Seropositivity of Hepatitis B virus and Hepatitis C virus dual Infection among blood donors in Nyala Teaching Hospital
© Abou and Eltahir; licensee BioMed Central Ltd. 2009
Received: 5 November 2009
Accepted: 22 December 2009
Published: 22 December 2009
The aim of this study was to determine the seropositivity of Hepatitis B virus (HBV) and Hepatitis C virus (HCV) dual infection among blood donors in Nyala Teaching Hospital, which is the biggest (400 beds) hospital in great Dar Fur of Western Sudan. 400 blood donors were tested serologically for the detection of HBsAg and anti-HCV antibodies. Only one (0.25%) out of the 400 examined blood donors was detected reactive for both HBsAg and anti-HCV antibodies. The study concluded that the seropositivity of HBV and HCV dual infection among population studied is uncommon.
Dual infection with HBV and HCV leads to more aggressive liver disease . In addition to chronic liver disease, coinfection of HBV and HCV is frequently found in injection drug users (IDU, 42.5%) , patients on hemodialysis (3.7%) , patients undergoing organ transplantation (8%) , HIV-positive individuals (66%) , and beta-thalassemia patients (10%) , which means that those are the high risk population for infection of HBV and HCV concurrently. As HBV and HCV have the same transmission routes, dual infection may occur . No published data of the seropostivity of HBV and HCV dual infection in great Dar Fur, and may be in the large Sudan. So the current study amied to determine the seropositivity of HBV and HCV dual infection among blood donors in Nyala Teaching Hospital.
Materials and methods
This study was conducted during the period from May to July 2007, in Nyala Teaching Hospital, which is the biggest (400 beds) hospital in great Dar Fur, and according to the blood bank records 3600 pints of blood are collected annually from blood donors. 400 male, apparently healthy blood donors were randomly selected and enrolled in this study. Five ml of blood were drawn from each subject; sera were separated, aliquoted, labeled within two hours of collection and stored at -70°C. Serum samples initially tested for HBsAg and anti-HCV antibodies with Immunochromatographic Test (ICT) from Advanced Quality, then screened with a 3rd generation Enzyme Linked Immunosorbent Assay (ELISA), Equi-HBsAg and EIAgen anti-HCV antibodies from Equibar and Adalits respectively.
A total 400 male blood donors were enrolled in this study, with a mean age of 33 years and an age range of 18-49 years. The seropositivity of HBV and HCV dual infection was detected in only one (0.25%) blood donor.

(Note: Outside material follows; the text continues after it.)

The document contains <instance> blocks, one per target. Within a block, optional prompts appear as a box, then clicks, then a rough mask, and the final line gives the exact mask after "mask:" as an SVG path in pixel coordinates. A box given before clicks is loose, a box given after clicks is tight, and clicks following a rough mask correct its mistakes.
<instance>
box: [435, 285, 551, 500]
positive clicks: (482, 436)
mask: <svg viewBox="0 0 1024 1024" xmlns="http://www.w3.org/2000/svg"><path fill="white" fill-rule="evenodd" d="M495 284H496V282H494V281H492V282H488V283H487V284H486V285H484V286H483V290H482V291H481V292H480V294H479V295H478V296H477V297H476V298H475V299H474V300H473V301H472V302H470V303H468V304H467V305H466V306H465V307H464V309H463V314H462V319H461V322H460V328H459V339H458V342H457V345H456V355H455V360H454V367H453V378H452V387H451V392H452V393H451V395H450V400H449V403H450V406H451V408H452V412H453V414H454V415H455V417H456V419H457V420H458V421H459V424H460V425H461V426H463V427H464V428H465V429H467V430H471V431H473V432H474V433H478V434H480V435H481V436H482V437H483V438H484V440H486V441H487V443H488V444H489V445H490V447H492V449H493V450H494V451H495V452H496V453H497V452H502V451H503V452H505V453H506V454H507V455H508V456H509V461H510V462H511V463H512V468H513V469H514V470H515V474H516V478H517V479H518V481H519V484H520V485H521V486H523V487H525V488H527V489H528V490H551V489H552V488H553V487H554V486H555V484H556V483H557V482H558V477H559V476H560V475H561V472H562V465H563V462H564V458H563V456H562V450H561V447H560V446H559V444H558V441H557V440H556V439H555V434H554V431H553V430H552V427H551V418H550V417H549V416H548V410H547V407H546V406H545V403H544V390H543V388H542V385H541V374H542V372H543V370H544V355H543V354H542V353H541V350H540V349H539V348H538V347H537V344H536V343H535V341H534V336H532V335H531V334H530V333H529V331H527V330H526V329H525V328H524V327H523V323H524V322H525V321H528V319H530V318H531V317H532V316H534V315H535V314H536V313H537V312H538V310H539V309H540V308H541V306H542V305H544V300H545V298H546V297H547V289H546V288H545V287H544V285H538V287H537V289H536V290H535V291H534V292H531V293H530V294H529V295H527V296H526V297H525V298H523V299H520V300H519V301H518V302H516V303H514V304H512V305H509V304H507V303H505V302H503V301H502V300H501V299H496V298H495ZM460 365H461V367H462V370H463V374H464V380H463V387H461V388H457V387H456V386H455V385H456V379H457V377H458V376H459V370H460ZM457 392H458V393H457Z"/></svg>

Surveillance of carriers of viral hepatitis is essential to assess the burden of the disease in the population. Although dual infection with HBV and HCV is not uncommon in the geographic areas where a high endemic level of both infections is reported, such as Southeast Asia and the Mediterranean, the role of this dual infection in the pathogenesis of chronic liver disease is still controversial (8,9,10,11). Despite dual infection with HBV and HCV leads to mutual suppression of both viruses, several studies have suggested that HBV and HCV infection may be associated with a more severe clinical presentation [12, 13]. The findings of this study showed that the seropositivity of dual infection of HBV and HCV among blood donors in Nyala Teaching Hospital was (0.25%), this percent is in accordance with the endemic level of both viruses in South Dar Fur State, Sudan, in which the seroprevalence of HBV is of an intermediate level (6.25%) and HCV seroprevalence of low level (0.65%). Dual infection of HBV and HCV in Nyala when compared with studies conducted in other parts of Sudan, there is afew published data indicating that dual infection of HBV and HCV was never detected in Northern Sudan. So dual infection of HBV and HCV is uncommon in Nyala and may be in the large Sudan due to the endemic level of both viruses.
The study concluded that the seropositivity of HBV and HCV dual infection among population studied is uncommon.